Eu me lembro de caminhar pela rua e ver várias crianças se aproximando de minha mãe para pedir sua benção. Intrigado, perguntei se todos eram meus irmãos. "Sim", disse-me ela, "eles são seus irmãos de leite". Foi então que descobri que minha mãe era a mãe de leite de várias crianças de nossa cidade. Mamei em um seio solidário.
Com o filho da bisa Joaquina, meu vô, José Gustavo de Oliveira, convivi pouco. Em seus momentos finais de vida, enfrentando uma séria enfermidade, passou um tempo em nossa casa. Com ele fiz um "curso intensivo" de História da África. Ele me ensinou a jogar xadrez, me deu uma de suas medalhas de corrida (foi velocista), me deu uma moeda do Império (1864) para que eu nunca viesse a me esquecer da escravidão. Como criança jurei que jamais esqueceria (acho que foi meu primeiro juramento). Depois, já adulto, fui o primeiro de minha família a visitar o continente Africano e, caminhando por suas praias, tentei “ouvir nas conchas", a história que me foi silenciada. Hoje, pelos livros, estou conseguindo recuperá-la, afinal: "a memória é o tecido de nossa identidade."

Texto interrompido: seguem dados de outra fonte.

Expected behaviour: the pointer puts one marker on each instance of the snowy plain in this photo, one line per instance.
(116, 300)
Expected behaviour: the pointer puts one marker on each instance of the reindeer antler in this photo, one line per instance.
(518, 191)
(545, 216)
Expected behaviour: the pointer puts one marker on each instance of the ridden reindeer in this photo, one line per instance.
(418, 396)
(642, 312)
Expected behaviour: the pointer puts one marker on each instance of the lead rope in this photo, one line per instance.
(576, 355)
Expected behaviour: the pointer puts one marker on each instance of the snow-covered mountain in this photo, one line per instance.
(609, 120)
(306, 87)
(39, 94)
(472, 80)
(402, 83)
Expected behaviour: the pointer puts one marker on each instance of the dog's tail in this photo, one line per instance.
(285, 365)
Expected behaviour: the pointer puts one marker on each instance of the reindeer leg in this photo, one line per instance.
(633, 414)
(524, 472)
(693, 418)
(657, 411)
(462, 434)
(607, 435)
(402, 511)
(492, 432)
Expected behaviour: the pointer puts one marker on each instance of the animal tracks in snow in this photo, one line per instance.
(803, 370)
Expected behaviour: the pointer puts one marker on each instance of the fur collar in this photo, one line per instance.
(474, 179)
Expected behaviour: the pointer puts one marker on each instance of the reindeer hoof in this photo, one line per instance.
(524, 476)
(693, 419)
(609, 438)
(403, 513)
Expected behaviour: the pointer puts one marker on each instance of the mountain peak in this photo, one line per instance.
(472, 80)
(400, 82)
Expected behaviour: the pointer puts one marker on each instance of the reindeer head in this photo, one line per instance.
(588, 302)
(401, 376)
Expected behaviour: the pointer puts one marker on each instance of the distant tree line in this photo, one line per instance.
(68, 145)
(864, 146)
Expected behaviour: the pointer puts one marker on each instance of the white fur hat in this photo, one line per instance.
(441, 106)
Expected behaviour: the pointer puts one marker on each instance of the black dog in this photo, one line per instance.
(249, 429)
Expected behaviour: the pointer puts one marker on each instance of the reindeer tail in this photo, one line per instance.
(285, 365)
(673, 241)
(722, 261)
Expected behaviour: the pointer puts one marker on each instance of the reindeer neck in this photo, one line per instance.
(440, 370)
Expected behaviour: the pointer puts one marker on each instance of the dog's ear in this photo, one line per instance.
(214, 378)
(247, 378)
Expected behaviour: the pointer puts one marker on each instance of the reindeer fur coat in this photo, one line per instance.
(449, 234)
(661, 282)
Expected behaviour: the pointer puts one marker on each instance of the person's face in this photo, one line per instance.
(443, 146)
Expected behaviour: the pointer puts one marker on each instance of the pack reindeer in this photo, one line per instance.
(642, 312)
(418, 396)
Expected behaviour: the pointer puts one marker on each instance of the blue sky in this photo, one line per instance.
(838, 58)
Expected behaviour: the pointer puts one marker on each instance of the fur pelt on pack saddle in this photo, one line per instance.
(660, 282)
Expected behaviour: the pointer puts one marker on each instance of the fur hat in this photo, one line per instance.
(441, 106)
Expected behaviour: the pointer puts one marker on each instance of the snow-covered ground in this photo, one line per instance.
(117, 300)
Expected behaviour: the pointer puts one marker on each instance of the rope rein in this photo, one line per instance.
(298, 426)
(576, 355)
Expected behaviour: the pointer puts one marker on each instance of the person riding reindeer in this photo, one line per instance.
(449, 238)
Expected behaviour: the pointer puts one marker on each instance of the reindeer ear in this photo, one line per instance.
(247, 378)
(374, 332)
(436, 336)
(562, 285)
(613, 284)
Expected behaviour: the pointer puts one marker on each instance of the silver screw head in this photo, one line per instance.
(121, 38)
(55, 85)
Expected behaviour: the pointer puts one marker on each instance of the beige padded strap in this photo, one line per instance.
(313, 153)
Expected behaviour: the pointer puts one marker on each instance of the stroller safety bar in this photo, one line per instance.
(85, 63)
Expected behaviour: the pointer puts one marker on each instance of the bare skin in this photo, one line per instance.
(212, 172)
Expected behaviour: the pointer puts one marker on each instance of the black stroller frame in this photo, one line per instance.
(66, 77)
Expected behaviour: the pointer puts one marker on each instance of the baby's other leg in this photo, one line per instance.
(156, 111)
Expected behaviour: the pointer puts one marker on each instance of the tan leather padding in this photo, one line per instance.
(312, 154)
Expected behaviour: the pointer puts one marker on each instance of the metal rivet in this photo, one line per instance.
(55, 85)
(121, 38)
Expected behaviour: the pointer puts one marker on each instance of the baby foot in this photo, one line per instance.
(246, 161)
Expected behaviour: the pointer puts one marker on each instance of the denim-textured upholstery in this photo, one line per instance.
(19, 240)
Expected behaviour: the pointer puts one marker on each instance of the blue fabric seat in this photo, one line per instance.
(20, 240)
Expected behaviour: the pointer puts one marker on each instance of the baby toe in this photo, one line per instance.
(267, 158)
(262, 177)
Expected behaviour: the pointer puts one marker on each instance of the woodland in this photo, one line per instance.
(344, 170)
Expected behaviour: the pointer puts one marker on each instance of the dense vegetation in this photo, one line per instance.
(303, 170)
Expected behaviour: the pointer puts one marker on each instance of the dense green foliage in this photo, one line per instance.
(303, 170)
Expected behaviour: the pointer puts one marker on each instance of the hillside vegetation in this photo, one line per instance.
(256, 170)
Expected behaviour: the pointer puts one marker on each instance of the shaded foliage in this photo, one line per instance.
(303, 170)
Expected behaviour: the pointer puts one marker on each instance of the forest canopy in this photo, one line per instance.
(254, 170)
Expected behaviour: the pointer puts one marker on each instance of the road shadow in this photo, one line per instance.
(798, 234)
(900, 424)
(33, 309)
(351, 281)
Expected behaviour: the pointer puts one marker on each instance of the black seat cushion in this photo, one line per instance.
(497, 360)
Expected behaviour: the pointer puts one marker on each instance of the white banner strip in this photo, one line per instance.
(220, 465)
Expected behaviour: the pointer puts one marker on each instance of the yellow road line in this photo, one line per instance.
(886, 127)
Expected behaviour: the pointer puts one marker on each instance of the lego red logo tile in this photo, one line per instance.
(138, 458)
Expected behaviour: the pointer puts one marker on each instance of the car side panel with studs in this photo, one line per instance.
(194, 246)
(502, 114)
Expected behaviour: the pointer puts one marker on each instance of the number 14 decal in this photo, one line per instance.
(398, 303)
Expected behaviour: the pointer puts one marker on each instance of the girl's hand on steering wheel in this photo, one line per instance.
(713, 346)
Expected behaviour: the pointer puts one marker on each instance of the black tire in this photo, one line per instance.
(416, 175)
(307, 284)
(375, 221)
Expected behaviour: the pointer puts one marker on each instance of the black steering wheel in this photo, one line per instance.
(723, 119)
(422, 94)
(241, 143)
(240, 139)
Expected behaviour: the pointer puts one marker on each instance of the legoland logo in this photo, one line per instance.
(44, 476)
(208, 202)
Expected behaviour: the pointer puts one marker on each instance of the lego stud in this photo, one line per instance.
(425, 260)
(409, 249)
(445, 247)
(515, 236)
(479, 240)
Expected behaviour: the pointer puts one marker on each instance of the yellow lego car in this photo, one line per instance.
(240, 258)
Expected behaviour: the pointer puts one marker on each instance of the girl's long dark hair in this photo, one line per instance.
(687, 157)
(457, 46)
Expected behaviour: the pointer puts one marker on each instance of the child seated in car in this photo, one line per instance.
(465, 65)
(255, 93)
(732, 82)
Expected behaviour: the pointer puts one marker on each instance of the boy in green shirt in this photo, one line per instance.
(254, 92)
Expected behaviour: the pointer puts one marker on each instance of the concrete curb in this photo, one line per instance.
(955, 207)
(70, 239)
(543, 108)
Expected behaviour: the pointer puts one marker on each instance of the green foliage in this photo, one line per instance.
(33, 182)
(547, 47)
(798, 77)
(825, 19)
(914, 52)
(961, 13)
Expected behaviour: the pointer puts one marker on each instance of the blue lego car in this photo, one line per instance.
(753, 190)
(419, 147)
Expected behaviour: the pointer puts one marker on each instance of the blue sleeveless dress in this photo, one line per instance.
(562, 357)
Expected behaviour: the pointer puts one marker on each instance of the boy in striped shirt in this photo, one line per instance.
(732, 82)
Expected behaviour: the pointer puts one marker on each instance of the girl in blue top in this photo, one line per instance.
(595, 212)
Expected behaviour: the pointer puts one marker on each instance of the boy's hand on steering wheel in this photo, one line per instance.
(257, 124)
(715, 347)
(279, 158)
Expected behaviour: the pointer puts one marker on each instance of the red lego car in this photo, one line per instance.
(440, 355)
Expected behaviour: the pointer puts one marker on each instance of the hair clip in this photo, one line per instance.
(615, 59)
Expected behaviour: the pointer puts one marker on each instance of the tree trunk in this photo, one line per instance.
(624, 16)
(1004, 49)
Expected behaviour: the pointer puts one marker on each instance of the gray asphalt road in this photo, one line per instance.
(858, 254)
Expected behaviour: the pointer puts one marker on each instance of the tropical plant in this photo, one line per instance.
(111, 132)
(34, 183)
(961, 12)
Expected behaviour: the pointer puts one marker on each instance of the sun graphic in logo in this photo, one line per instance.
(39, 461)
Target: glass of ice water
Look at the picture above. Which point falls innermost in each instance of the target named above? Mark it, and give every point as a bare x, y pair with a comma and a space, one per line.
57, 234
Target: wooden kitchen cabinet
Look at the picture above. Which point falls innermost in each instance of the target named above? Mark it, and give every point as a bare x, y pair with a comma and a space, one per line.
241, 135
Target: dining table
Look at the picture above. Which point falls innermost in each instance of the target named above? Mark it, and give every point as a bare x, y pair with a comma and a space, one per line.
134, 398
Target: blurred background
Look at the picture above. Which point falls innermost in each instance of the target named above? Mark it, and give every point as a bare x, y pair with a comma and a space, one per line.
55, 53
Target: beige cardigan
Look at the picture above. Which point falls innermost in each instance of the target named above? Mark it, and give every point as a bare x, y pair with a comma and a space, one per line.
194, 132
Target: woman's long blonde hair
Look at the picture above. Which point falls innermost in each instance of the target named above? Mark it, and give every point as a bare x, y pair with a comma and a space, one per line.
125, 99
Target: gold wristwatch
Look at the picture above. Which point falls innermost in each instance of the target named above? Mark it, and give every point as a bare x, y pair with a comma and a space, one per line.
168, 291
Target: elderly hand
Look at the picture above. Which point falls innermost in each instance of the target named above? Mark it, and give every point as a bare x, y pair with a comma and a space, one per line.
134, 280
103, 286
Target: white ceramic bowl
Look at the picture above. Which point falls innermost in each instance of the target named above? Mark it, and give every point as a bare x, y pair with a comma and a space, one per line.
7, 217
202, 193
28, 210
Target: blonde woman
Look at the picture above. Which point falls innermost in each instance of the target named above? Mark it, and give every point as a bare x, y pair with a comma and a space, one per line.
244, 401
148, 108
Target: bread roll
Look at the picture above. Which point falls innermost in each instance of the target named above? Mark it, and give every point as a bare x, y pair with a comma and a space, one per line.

Neste processo aprendi que minha identidade cultural eu a encontro nos meus ancestrais, portugueses e africanos, que aqui se encontraram, mas minha identidade existencial, eu a encontro na Imago Dei, na obra de redenção feita por Jesus Cristo e na transformação contínua, promovida pelo Espírito Santo. Quanto mais compreendo esta dimensão da minha identidade, mais a amo, mas me encontro.
Neste esforço de sermos uma comunidade culturalmente plural e singularmente confessional, precisamos nos reconectar com nossa história e suas particularidades, contudo precisamos ir além de nossas origens culturais, precisamos nos reconectar com nossa herança existencial, onde somos reafirmados, pela Escritura Sagrada, como imagem e semelhança de Deus.